A dedicated specialist brings three things that a generalist handling billing as a secondary responsibility cannot consistently provide: depth of technical knowledge across code sets and payer requirements, continuous attention to the billing function rather than divided attention across multiple administrative roles, and a systematic approach to denial pattern tracking that identifies root causes rather than treating each denied claim as a one-off problem. Together, those three factors produce higher first-pass acceptance rates, faster payment cycles, and lower write-off rates.

Errors that are not caught before submission result in denials that must be reworked at a cost of $25 to $50 per claim, according to industry benchmarks. Between 35% and 65% of denied claims are never resubmitted at all, meaning that revenue is simply lost without ever being pursued. For healthcare practices operating on thin margins, the cumulative effect of uncorrected billing and coding errors is a persistent revenue leak that compounds over time and is rarely fully visible until a practice conducts a formal audit of its denial patterns.

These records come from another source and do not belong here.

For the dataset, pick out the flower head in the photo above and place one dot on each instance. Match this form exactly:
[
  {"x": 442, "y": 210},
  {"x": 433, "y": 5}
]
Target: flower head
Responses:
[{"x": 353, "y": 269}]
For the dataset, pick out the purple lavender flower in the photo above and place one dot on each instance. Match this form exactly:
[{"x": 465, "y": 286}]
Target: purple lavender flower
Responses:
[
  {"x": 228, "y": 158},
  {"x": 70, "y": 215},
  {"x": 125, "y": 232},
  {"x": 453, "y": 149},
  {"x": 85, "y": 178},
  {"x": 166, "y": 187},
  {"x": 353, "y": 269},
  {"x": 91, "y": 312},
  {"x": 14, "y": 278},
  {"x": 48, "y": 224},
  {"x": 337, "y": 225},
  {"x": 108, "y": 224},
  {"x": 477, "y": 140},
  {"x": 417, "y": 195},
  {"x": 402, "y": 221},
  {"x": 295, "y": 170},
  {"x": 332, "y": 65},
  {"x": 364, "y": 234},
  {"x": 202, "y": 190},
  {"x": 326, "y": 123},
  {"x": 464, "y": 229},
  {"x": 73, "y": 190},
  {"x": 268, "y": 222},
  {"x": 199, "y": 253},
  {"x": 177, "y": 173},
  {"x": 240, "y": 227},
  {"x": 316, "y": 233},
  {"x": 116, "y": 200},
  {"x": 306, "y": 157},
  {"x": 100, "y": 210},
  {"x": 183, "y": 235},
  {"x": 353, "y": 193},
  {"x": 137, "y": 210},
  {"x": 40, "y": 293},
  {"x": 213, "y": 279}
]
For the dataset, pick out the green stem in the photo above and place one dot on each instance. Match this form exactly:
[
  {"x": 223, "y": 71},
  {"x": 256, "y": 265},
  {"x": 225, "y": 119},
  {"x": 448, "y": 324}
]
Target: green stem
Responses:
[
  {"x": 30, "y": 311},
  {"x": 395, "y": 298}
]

Yes. Medical billing and coding functions are well-suited to remote delivery because the work is documentation-based and conducted entirely within digital systems: EHR platforms, practice management software, clearinghouses, and payer portals. All Talentz places dedicated remote medical billing and coding specialists who work exclusively within one practice's systems and workflows, building familiarity with that practice's payers, coding patterns, and denial history over time.